For an annual fee of $10,000, Eliyon customers like EMC Corp., Reebok International Ltd., and Staples Inc. can search that database of 15 million executives by job title, company, location, schooling, and even ethnicity. "We use it to look for professionals who aren't looking for jobs," said Kevin Fandel, vice president of corporate staffing for Boston Scientific who found 10 hires through Eliyon this year.

A Silicon Valley start-up, InQuira Inc., charges $150,000 and more to help corporations provide better customer self-service. When visitors to Honda's website ask whether the Accord comes in red, InQuira's engine takes them to not just links, but pictures of red cars.

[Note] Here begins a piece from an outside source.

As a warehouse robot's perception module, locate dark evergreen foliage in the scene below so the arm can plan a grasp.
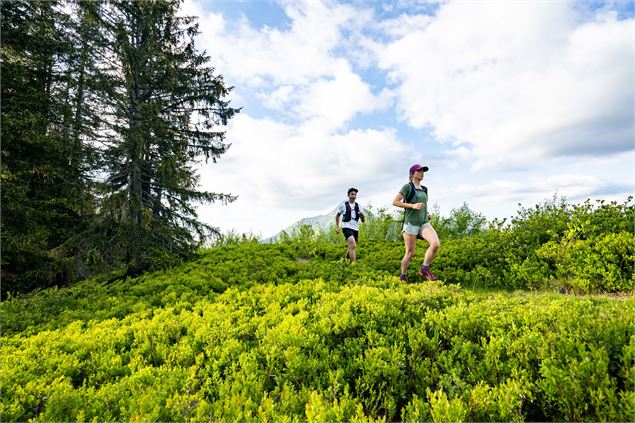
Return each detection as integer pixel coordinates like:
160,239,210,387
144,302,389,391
1,0,238,292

Type in "How much does it cost," and InQuira remembers that you were asking about the Accord. With the Internet search field dominated by big companies, it's no wonder that start-ups have more modest ambitions.

When scientists from Hawaii invented search technology borrowing structural elements from dolphins' sonar systems, their business representatives decided to steer clear of broad Internet search. The resulting company, DolphinSearch Inc., of Ventura, Calif., instead built technology that helps lawyers during legal discovery. During a recent legal spat between two large companies, Jackson Walker, a law firm in Texas, used Dolphin to scan several hundred thousand pages of e-mail and electronic documents for information important to the case. Before, paralegals and lawyers would have printed those e-mails and read as many as possible.

"We used it to find relevant data from a huge pile of potentially relevant data," said Wade Cooper, a partner in the firm. Although users and investors are impressed with the expansive breadth of search engines like Google, apparently there's also substantial business at the other end of the search spectrum. Said Andy Kraftsow, Dolphin's CEO, "You don't have to conquer the world to be profitable."